A time to fight, a time to persevere
How do you know, I asked myself, when is the time to fight and persevere and when is the time to let go? Stoic advice is clear: you should put your effort on what is under your control and let go of what is not. This presupposes that there is a clear line between both.
Imagine you own a restaurant and with lockdown, you’re going out of business. The government has provided financial support during the first lockdown; a little less during the second one. Your bank manager has already given you a loan to pay the rent and you would need another one to make it through the summer. But your bank manager won’t give you a second loan. In his opinion, you’d better close your restaurant down.
Is it quitting time?
Should you quit? And if so, when?
It’s the truth I’m after », Marcus Aurelius wrote to himself, « and the truth never harmed anyone. What harms us is to persist in selfdeceit and ignorance. - Marcus Aurelius, Meditations 6.21
Fine. But as human beings, we are always ignorant of something, there is always a part of reality that escapes us. And it is precisely because we don’t know everything that we go beyond ourselves, that we take risks in life. In situations where the future is particularly unclear (such as now), what depends on us is how we use our judgment to evaluate the situation and take the risk we are comfortable with. There is no absolute truth to look for.
If there is one thing you can’t control, it is the government’s decision to shut restaurants down. Don’t lose any energy there, Marcus Aurelius could have told you — don’t spend a second being angry or resentful. Put your energy in choosing the way you are going to look at the world and the situation.
It’s the pursuit of these things [things that are outside your control], and your attempts to avoid them, that leave you in such turmoil. And yet they aren’t seeking you out, you are the one seeking them.- Marcus Aurelius, Meditations 6.21
Taking responsibility
Marcus Aurelius, and Stoics in general, are asking us to take responsibility — not for what happens in the world — things that are external to us — but for what we think, the way we frame the world — things that are internal to us.

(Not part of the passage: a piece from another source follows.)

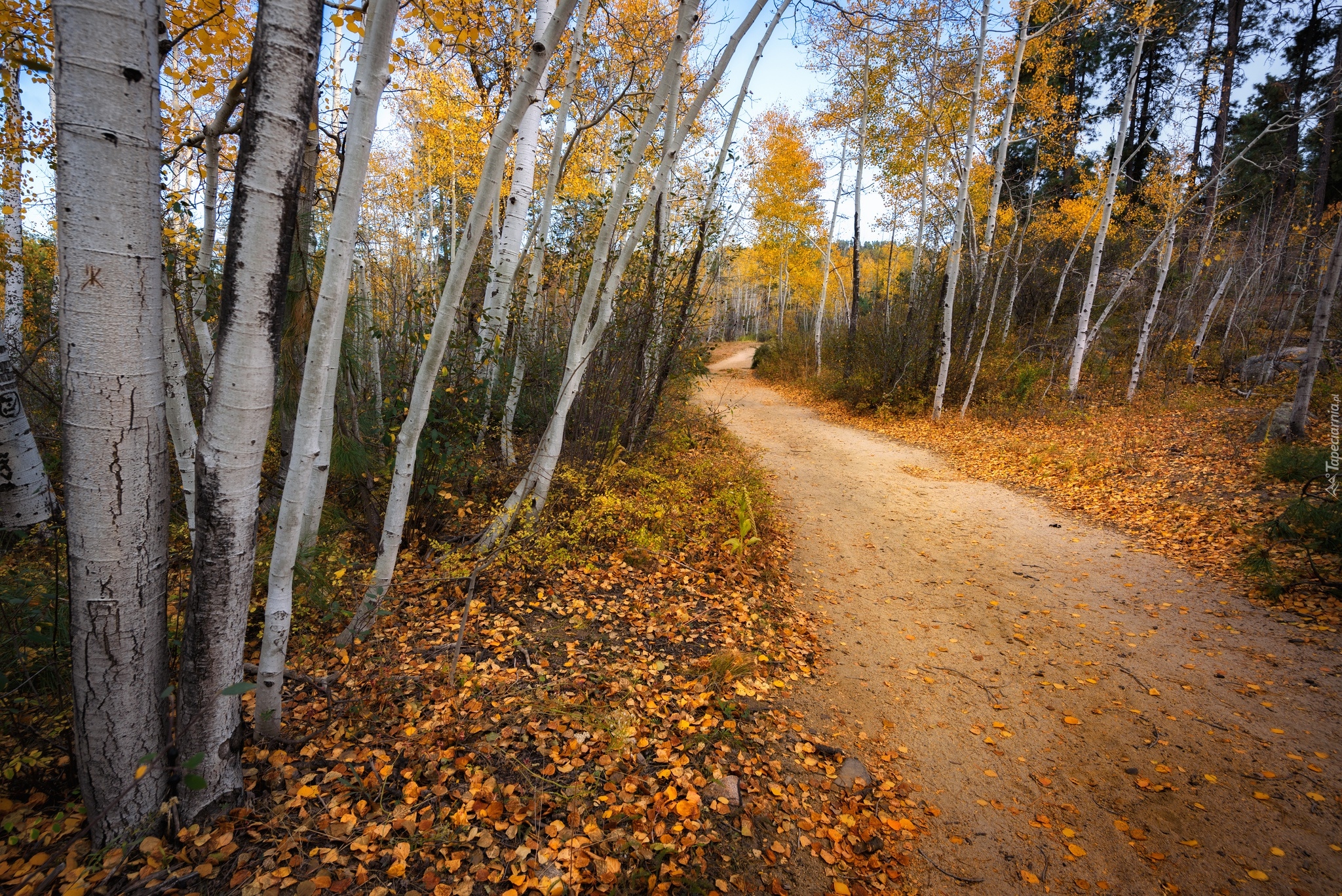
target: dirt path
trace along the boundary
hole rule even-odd
[[[796,708],[939,810],[922,892],[964,889],[943,872],[980,893],[1342,892],[1333,649],[820,420],[739,369],[752,351],[715,353],[699,399],[777,474],[793,579],[828,623],[835,665]]]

It is in this part of the soul, the ruling faculty (hegemonikon) that we have freedom. Having people inside the restaurant is not possible for the moment. But many other things are possible: cooking, take-aways, organizing virtual cooking classes with your customers… But maybe that’s not what you want to do, and it is time for you to accept that all things have an end. The way we look at the world opens up new possibilities for action - and that could mean imagining new ways of moving on to something else. It’s for you to decide.
Flora Bernard co-founded the Paris-based philosophy agency, Thae, in 2013. Flora now works to help organisations give meaning to what they do.